Leading academics from the United Kingdom, China, Singapore, Australia, continental Europe and the United States of America presented papers exploring various aspects of comparative law. Studies of Eastern and Western legal traditions’ positions on particular legal topics were well-represented among the presentations, and there was lively discussion following each paper.
I felt the omens were good for my presentation the day before the conference, when I got on the plane to Xi’an at Hangzhou airport, and saw a 3D printer for sale in one of the airport shops. Once at the conference, I presented the doctrinal aspects of the 3DPIP Futures research which investigates the academic literature on 3D printing and copyright in the US, UK (as an example of an EU Member State – for the time being) and China. There is very little literature on 3D printing and intellectual property in China available in the English language, and part of the 3DPIP Futures research has involved finding and analysing the Chinese language literature on this topic. I acknowledge the crucially important contribution of Dr Jiajie Lu and Ms Rebecca Morrison in conducting this research with me, both of whom are fluent Mandarin speakers.
I can reveal that we found consistencies among the 3 jurisdictions on matters relating to 3D printing and copyright, which principally stem from the ambiguities around copyright’s application to this new technology and its possible uses. In particular, copyright subsistence, exceptions to infringement and intermediary liability were topics of considerable ambiguity and uncertainty in all jurisdictions. However, interestingly, there appears to be some more proximity between China and the US in how their copyright laws deal with these issues, compared to the UK/EU.

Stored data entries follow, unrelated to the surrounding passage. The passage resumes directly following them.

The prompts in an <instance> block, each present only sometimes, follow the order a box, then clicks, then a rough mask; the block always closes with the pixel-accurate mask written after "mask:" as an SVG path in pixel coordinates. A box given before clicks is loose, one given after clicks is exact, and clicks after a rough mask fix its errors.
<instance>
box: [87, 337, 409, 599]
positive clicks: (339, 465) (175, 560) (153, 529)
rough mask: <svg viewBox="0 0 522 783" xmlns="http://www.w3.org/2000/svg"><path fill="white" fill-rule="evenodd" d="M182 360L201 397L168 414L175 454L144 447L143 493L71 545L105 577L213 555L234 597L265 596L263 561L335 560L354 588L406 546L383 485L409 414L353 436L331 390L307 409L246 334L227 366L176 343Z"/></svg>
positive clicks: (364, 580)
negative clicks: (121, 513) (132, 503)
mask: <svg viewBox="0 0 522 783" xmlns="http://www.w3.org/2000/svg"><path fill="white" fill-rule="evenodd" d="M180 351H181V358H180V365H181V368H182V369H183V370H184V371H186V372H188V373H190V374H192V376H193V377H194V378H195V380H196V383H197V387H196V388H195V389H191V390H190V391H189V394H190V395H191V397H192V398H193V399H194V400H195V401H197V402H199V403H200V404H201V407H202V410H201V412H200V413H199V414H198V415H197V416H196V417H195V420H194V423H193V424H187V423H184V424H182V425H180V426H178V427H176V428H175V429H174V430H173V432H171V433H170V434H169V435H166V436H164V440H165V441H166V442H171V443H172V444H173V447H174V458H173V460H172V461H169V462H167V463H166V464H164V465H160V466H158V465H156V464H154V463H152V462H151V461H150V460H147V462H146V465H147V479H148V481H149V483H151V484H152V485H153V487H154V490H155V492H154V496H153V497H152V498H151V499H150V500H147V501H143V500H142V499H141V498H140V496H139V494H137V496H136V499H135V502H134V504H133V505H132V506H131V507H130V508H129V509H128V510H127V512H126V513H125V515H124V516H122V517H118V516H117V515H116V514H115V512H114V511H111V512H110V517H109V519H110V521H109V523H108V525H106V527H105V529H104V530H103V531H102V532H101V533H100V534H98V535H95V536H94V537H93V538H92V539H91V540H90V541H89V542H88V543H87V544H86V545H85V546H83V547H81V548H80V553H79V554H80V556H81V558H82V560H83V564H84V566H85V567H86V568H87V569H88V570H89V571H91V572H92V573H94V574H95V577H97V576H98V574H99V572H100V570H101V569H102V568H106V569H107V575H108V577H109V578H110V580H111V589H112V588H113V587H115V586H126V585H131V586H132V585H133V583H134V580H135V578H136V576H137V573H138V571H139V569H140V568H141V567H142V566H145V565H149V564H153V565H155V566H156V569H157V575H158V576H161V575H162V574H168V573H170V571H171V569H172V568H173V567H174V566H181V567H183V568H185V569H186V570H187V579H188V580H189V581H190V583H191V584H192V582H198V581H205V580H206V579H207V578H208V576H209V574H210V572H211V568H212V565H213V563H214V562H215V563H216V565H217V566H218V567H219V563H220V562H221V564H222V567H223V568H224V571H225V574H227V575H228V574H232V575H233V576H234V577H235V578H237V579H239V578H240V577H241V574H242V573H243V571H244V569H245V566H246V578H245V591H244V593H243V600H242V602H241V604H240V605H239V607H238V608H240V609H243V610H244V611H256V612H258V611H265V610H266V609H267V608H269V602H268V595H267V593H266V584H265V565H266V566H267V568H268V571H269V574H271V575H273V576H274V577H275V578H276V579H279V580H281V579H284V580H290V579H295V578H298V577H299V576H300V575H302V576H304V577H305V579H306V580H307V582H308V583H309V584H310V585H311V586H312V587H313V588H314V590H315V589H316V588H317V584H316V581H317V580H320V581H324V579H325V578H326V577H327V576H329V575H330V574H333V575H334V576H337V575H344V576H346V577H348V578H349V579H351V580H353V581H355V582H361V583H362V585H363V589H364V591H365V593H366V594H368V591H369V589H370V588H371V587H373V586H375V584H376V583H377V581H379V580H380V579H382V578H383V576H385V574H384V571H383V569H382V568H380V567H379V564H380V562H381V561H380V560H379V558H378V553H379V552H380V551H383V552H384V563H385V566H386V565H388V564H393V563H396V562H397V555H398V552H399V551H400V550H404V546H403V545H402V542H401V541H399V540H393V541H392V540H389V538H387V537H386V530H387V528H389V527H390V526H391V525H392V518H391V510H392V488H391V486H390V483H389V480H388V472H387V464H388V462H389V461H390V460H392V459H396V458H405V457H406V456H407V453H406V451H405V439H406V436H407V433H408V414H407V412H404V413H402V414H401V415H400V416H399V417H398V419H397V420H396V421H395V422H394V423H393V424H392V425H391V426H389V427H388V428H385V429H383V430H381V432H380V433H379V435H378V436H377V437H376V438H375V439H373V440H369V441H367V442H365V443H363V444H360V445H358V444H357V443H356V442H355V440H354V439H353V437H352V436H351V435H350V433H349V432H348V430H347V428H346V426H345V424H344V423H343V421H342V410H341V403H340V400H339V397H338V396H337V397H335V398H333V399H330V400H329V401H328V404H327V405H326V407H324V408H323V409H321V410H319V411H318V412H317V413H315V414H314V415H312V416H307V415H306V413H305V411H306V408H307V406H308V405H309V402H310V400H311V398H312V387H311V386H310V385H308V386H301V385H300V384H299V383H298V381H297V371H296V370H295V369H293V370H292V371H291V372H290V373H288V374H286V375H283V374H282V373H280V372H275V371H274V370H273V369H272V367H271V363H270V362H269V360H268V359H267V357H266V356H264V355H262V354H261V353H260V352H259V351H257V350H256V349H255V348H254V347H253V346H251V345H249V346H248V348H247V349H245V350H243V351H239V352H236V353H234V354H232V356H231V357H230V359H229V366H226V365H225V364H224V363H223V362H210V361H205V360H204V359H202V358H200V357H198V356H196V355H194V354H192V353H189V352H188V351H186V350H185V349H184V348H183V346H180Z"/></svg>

The trip to Xi’an however wasn’t all work and no play, even though the conference took place over both days of the weekend and involved sessions running from 8.30am till 6pm each day. Our hosts provided us with delicious banquets each evening, showcasing the local (and spicy) Shaanxi cuisine. Some conference participants including myself also managed to see some of Xi’an’s famous sights, including the impressive old city walls, and the Terracotta Army outside of the city. These sights demonstrate Xi’an’s importance in the past as an economic, cultural and technological centre at the end of the transnational Silk Road. With Xi’an poised to be the starting point of China’s One Belt One Road (OBOR) ‘Silk Road Economic Belt’ initiative and to be the location of an OBOR court, it may well emerge again as a key economic, cultural, technological – and legal – centre. The role of new technologies including 3D printing for these revived global supply routes remains to be seen, but all of these developments ought to be closely studied with the rise of OBOR initiatives in the coming years.
I would like to thank the conference organisers from the Oxford University Press Chinese Journal of Comparative Law , in particular for funding my travel to, and accommodation in, Xi’an for this conference. In particular I would like to thank Professor Qiao Liu (University of Queensland/Xi’an Jiaotong University) and Ms Cheyenne Ren (XJTU) for their respective organisation of academic and administrative aspects of the conference.